Published 1 Mar 2016 in q-bio.NC

Abstract: Assessment of dynamic functional brain connectivity (dFC) based on fMRI data is an increasingly popular strategy to investigate temporal dynamics of the brain's large-scale network architecture. Current practice when deriving connectivity estimates over time is to use the Fisher transform which aims to stabilize the variance of correlation values that fluctuate around varying true correlation values. It is however unclear how well the stabilization of signal variance performed by the Fisher transform works for each connectivity time series, when the true correlation is assumed to be fluctuating. This is of importance because many subsequent analyses either assume or perform better when the time series have stable variance or adheres to an approximate Gaussian distribution.
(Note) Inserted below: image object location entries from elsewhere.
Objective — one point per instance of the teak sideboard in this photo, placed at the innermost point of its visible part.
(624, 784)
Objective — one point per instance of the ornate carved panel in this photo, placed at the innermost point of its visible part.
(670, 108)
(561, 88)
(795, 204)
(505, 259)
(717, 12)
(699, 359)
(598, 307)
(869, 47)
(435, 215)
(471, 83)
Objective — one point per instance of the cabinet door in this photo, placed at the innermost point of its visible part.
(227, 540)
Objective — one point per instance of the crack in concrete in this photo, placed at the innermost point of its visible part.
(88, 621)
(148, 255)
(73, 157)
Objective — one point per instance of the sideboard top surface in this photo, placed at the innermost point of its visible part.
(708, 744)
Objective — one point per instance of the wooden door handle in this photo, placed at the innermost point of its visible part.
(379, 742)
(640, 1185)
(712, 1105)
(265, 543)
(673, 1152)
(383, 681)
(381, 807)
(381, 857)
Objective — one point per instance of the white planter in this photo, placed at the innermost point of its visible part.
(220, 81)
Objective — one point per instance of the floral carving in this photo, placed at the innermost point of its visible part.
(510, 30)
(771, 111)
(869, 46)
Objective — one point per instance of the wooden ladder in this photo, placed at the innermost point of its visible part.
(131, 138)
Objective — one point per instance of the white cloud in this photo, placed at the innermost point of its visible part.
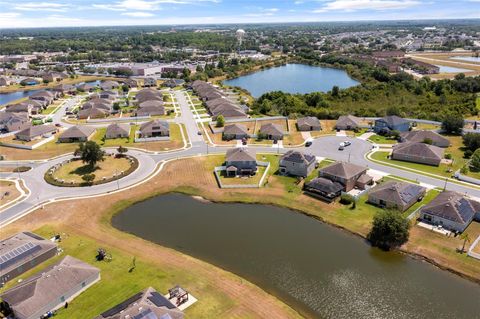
(9, 15)
(353, 5)
(138, 14)
(41, 6)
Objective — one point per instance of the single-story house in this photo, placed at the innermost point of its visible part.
(391, 123)
(116, 130)
(348, 122)
(323, 188)
(148, 304)
(79, 133)
(155, 128)
(51, 289)
(235, 132)
(21, 252)
(424, 135)
(240, 161)
(296, 163)
(451, 210)
(396, 195)
(309, 123)
(93, 113)
(347, 174)
(36, 132)
(271, 131)
(12, 121)
(109, 85)
(149, 82)
(418, 153)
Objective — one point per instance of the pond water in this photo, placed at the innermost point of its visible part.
(293, 78)
(318, 270)
(466, 58)
(451, 69)
(6, 98)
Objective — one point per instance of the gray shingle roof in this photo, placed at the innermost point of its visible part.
(400, 193)
(240, 154)
(343, 170)
(452, 206)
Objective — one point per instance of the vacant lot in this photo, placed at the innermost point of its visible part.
(75, 170)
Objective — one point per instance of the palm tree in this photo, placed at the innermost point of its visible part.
(466, 238)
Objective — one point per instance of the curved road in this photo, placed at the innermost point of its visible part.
(42, 192)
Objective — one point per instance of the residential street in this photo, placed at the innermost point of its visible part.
(41, 192)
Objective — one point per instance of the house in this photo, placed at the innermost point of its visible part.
(93, 113)
(424, 135)
(240, 161)
(86, 87)
(323, 188)
(12, 121)
(79, 133)
(35, 132)
(235, 132)
(109, 85)
(309, 123)
(155, 128)
(271, 131)
(21, 252)
(46, 96)
(418, 153)
(149, 82)
(348, 122)
(451, 210)
(347, 174)
(117, 131)
(391, 123)
(296, 163)
(396, 195)
(148, 304)
(51, 289)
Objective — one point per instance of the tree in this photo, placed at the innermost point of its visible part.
(466, 238)
(88, 178)
(122, 150)
(389, 230)
(452, 123)
(90, 153)
(475, 161)
(220, 121)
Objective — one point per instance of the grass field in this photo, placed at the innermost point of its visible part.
(75, 170)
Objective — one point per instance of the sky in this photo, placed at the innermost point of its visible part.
(56, 13)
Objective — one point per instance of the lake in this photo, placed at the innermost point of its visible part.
(466, 58)
(293, 78)
(317, 269)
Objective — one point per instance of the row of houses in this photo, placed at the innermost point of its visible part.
(55, 286)
(216, 102)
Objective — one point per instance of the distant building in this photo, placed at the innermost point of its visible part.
(50, 289)
(148, 304)
(396, 195)
(21, 252)
(451, 210)
(296, 163)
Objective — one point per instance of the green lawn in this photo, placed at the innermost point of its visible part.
(117, 283)
(379, 139)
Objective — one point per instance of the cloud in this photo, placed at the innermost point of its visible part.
(354, 5)
(138, 14)
(41, 6)
(9, 15)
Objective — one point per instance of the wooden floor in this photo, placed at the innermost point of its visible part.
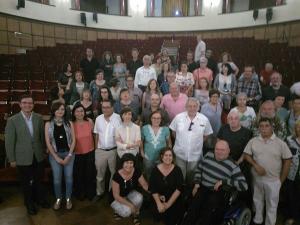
(12, 212)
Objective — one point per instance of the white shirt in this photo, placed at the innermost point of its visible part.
(106, 130)
(295, 89)
(189, 143)
(200, 50)
(143, 75)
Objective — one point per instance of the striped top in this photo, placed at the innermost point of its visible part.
(209, 171)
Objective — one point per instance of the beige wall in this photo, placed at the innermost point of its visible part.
(37, 33)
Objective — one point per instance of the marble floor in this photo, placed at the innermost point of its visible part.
(12, 212)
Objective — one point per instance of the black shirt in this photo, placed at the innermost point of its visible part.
(126, 186)
(166, 185)
(132, 66)
(60, 138)
(237, 140)
(107, 67)
(89, 68)
(269, 93)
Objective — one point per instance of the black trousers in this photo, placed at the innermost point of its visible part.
(84, 175)
(207, 208)
(31, 180)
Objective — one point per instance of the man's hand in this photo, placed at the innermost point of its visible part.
(195, 189)
(218, 185)
(260, 170)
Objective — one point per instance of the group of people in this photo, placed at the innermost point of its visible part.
(164, 132)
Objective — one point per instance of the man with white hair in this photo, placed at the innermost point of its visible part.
(268, 110)
(200, 48)
(190, 129)
(174, 102)
(276, 88)
(144, 74)
(270, 159)
(203, 72)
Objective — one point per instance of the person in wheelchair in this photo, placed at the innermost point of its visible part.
(215, 173)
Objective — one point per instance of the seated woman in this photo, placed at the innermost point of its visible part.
(127, 201)
(128, 135)
(166, 184)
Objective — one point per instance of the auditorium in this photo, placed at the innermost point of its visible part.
(168, 112)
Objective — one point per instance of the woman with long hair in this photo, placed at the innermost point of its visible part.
(60, 141)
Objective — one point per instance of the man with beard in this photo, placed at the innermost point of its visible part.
(267, 110)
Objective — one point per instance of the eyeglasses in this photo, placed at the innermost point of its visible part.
(190, 127)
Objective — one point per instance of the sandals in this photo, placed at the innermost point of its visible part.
(116, 216)
(136, 220)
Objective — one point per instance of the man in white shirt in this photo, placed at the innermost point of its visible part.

In this paper, using simulations and analysis of resting-state fMRI data, we analyze the effect of applying different variance stabilization strategies on connectivity time-series. We here focus our investigation on the Fisher transform, the Box Cox transform and an approach that combines both transforms. Our results show that, if the intention of stabilizing the variance is to use metrics on the time series where stable variance or a Gaussian distribution is desired (e.g. clustering), the Fisher transform is not optimal and may even skew connectivity time series away from being Gaussian. Further, we show that the suboptimal performance of the Fisher transform can be substantially improved by including an additional Box-Cox transformation after the dFC time series has been Fisher transformed.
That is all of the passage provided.